Mark hoped she would not try. The heavily lashed eyes of violet blue, under the graceful arches, were doing that splendidly. Mark was uneasy under the gaze of them, but strangely glad. He wanted to go and yet to stay; but he knew that it was proper to go.
Father Murray walked with him to the end of the lawn.
“There was nothing serious in the matter to which Miss Atheson referred, Mr. Griffin?” he said. “No one offered insult?” He was plainly anxious.
“Not at all,” answered Mark. “I think the man only wanted to stare. I gave him a chance to stare at me—and at the water. That is all.”
Father Murray looked relieved as he clasped Mark’s hand.
“Good-bye,” he said. “Come to see me again. I am usually alone. Come often. The latch-string is where you can reach it.”
In the street Mark met Saunders, but this time it was the agent who wanted to talk.
“How did you like the Padre?” he began.
“Splendid. Thank you for the meeting.”
“Did you see the lady who went in?”
“Yes; I was introduced.”
“Well,” the agent was confused, “I don’t see why not after all. Did you see her face?”
“She had on a veil.”
“Of course; she always has. She was the woman who passed us on the bluff road.”
“You saw her, then?”
“Yes, I saw her; but not close enough to know whether—”
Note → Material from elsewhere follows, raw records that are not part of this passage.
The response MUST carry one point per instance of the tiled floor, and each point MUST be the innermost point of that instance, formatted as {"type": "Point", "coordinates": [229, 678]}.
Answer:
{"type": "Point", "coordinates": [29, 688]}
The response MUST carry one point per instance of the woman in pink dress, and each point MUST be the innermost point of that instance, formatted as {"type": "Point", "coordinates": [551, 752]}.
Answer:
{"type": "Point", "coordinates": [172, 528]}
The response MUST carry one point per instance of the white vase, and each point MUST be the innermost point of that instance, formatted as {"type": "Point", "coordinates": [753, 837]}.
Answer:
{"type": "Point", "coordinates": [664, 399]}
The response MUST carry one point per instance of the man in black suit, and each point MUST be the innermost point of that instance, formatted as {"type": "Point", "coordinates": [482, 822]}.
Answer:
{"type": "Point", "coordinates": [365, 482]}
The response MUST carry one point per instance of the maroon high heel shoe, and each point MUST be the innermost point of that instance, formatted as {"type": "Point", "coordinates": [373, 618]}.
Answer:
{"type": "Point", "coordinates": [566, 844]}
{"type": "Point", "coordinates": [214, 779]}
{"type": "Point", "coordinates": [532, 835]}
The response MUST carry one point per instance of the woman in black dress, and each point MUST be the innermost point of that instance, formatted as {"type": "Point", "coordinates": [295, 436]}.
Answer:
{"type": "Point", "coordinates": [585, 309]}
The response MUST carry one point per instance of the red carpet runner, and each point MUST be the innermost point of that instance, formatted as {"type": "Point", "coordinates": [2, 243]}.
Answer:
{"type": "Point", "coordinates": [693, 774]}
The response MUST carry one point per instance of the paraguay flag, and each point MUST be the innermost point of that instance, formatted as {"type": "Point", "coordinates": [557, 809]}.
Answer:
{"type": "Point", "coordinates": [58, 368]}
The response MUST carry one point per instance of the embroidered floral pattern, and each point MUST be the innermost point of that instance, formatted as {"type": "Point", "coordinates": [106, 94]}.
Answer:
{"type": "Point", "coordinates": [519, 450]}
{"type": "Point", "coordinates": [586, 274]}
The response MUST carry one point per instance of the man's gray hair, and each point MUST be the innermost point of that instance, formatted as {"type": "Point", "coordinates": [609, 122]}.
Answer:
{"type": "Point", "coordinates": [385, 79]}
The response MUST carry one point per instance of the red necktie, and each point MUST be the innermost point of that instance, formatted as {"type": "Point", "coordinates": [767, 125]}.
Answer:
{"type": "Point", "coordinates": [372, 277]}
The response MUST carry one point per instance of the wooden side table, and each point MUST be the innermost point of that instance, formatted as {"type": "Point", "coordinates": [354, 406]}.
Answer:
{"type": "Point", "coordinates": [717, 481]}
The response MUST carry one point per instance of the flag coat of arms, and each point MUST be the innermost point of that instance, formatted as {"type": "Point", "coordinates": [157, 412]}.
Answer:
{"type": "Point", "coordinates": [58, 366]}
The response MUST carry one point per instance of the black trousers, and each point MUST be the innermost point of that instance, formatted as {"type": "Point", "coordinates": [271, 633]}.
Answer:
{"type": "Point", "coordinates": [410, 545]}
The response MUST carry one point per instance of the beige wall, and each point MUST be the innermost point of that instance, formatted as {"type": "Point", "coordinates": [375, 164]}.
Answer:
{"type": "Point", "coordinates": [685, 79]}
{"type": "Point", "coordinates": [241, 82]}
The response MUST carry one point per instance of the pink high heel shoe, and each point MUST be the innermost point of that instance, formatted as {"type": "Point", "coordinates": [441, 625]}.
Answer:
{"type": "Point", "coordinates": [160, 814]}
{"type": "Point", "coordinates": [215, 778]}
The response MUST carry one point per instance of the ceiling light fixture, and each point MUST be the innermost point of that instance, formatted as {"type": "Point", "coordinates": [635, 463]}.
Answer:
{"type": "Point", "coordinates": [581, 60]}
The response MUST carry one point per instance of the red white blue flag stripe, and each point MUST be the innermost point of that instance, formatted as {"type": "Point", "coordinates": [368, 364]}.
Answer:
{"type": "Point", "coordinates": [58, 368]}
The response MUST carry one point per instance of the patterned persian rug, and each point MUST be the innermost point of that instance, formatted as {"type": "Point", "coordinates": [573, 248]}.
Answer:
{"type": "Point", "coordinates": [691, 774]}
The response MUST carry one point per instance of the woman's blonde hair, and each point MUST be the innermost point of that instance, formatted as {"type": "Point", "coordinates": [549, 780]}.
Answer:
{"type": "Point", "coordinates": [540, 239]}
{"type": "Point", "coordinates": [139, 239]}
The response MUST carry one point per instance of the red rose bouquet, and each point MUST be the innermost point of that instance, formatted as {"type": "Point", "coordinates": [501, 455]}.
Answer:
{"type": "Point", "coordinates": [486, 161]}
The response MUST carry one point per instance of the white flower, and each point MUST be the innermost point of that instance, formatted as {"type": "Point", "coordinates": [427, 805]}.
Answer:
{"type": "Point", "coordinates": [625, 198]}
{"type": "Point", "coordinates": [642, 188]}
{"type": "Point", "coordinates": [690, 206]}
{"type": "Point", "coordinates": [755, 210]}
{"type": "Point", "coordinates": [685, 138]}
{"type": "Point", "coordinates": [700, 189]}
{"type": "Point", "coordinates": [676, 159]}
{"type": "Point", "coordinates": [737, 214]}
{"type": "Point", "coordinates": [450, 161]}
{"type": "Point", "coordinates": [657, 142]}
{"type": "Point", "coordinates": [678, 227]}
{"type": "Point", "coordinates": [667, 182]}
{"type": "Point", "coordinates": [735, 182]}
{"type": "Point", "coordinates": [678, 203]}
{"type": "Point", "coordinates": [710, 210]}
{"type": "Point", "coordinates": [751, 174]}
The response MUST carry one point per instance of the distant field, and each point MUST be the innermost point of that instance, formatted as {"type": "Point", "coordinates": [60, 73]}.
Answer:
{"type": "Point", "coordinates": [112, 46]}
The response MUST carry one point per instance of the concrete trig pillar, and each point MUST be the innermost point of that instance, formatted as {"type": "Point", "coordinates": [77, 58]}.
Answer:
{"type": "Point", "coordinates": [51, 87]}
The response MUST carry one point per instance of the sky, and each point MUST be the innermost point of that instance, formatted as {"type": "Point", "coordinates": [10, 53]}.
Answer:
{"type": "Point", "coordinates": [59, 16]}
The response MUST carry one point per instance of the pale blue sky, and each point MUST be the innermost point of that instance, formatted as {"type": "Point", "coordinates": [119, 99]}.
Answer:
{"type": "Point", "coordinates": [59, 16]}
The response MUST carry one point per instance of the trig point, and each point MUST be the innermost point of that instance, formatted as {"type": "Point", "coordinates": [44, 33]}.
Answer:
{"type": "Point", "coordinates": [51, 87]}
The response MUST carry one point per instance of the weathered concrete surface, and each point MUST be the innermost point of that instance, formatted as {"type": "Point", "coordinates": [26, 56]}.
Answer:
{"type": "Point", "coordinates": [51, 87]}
“I think she is someone I know. Are you coming back to the hotel?”
That night, tossing in bed, Mark Griffin found the lady of the tree occupying the center of his thoughts. He had to acknowledge to himself the simple truth, that she interested him more than any other woman he had ever seen; and he had a vague idea that he had met her before—but where? He was wise enough to know where such interest would ultimately lead him. The more he worried about it, the more a cause for worry it became. The very idea was foolish. He had seen her twice, had spoken to her once. Yes, she was charming; but he had known others almost as charming and he had not even been interested. Now he might go deeper—and what of the risks?
Saunders was certainly shadowing the woman. The town constable was constantly with him, seemingly ready to make an arrest the moment the detective was sure of his ground. It was easy to figure that out. Worse than all, the woman was afraid—or why the veil? Why the secret door through a tree? Why her embarrassment when she faced the danger of having the detective see her face?